Although we were nearly four years apart in age difference we had spent two years walking to campus each morning on our way to classes at the University, swapping stories about the events of our day to day lives – I would tell her all about the chaos of raising two kids while balancing my school work and Tessa would tell me all about her plans to be an elementary school teacher one day. She never seemed to have a shortage of stories of trying to navigate through the woes of college dating life. We would laugh when she would tell me about her latest doorstep scene. Those memories creeping back into my memory made the distance I felt from Tessa feel that much less real. I didn’t want to continue feeling that way. Not now or ever.
I looked back over to Tessa, the tears came easily now. I started slowly, “I know this isn’t easy for you either Tessa, it is just so hard now to imagine my life without you by my side. I know you can’t stay here with me, but I need you. We had so many plans!” Tessa hesitated before she spoke again, “I think this is just a new plan for us; learning how to continue even if we aren’t together as a family. And I’ll still be here with you, in your heart, right?” Tessa said hesitatingly, “I guess that’s true,” I said reluctantly. “But, promise you won’t stay away forever.” I said looking directly into Tessa’s now tearful eyes. “I promise,” Tessa agreed.
I opened my eyes, for the first time realizing I had fallen asleep and the sun had begun to fill the spaces where night had once held its place. I looked to my right half expecting to see Tessa still sitting beside me, with her knees pulled up to her chin as she always used to do. But she was no longer there, it was just me now. In the distance I could hear the pleasant chatter of a family of robins in the Cottonwood tree that stood on the edge of our property. The chirping, slowly increasing in clarity as they woke for a peaceful night of slumber.

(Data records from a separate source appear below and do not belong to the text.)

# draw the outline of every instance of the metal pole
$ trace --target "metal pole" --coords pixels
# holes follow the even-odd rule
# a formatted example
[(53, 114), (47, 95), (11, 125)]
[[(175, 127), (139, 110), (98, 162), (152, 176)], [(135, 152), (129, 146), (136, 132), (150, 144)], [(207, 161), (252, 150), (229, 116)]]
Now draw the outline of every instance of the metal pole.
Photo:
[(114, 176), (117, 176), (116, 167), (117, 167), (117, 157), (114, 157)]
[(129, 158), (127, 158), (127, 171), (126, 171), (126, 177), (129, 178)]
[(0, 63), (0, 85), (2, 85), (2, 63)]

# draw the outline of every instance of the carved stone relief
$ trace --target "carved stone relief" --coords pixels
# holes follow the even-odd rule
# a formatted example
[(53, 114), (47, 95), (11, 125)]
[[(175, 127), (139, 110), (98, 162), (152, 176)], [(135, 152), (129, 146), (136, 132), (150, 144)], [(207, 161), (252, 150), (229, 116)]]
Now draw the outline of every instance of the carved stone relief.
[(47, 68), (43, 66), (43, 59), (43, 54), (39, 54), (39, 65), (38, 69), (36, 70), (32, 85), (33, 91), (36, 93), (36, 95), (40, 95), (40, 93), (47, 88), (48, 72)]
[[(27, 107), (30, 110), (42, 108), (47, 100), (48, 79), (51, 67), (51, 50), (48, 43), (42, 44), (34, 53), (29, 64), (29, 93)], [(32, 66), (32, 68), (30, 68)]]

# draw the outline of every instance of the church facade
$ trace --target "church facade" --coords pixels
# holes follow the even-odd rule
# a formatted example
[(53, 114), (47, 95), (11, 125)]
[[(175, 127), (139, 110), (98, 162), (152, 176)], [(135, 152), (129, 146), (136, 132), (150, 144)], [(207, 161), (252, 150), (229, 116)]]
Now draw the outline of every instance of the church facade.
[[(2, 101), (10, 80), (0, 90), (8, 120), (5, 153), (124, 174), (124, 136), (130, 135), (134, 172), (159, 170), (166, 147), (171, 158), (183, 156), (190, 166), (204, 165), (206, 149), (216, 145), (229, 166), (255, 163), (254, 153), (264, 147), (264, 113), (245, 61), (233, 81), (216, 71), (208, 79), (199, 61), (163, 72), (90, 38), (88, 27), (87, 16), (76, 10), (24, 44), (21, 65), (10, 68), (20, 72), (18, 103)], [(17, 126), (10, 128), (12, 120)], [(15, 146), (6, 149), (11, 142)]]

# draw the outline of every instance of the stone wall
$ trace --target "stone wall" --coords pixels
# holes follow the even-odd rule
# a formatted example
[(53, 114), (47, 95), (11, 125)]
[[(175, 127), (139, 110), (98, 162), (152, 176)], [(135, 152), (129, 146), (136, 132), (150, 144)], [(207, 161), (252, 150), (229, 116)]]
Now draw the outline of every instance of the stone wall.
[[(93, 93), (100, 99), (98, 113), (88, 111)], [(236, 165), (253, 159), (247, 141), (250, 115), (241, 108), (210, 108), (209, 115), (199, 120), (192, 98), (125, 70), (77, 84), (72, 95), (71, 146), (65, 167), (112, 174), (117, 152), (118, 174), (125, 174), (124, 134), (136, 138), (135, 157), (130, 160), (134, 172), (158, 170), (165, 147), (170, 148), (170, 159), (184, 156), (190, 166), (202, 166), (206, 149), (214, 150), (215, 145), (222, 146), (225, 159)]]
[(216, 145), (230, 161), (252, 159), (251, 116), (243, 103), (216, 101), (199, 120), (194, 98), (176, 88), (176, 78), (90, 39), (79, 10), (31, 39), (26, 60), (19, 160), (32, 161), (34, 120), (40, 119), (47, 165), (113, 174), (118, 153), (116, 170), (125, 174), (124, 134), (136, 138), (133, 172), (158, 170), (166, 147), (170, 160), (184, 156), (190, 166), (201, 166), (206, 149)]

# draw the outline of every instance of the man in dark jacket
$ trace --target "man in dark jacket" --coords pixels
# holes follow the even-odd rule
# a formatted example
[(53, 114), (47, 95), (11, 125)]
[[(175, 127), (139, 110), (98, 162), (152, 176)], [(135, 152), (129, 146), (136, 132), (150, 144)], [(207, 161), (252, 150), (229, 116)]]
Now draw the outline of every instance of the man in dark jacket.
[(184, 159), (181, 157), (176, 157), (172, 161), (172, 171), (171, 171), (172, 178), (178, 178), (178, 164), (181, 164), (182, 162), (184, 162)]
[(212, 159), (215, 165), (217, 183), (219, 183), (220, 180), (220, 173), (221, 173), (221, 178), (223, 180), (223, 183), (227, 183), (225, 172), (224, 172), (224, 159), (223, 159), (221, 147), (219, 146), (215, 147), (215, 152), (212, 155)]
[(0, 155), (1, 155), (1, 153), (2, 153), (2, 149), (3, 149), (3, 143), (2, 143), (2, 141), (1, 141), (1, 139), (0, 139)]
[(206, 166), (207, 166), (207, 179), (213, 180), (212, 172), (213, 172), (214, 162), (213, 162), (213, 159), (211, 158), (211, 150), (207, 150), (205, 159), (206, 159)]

The rain had now stopped and the clouds had cleared creating a soft glow of sunlight falling to the porch around me. For the first time I realized hours had passed since I had taken my spot on the old rickety porch swing. I reached into my faded Levi pocket, a hand-me-down from Tessa, pulling out a small photo me and Tessa had taken almost two years before. The edges of the torn paper fading with the crease. “This is how I will remember you,” I thought out to myself. Not as the woman with a fake smile lying in a casket of pink satin. Not as a lifeless girl lying in the stiff hospital bed. Irregular heart beating, only a reflection of the girl I once knew so well. “I promise I won’t ever forget you,” I thought as I stood up, walking past the freshly planted lilac bush, the aroma following me around the corner and back inside through the old swinging door.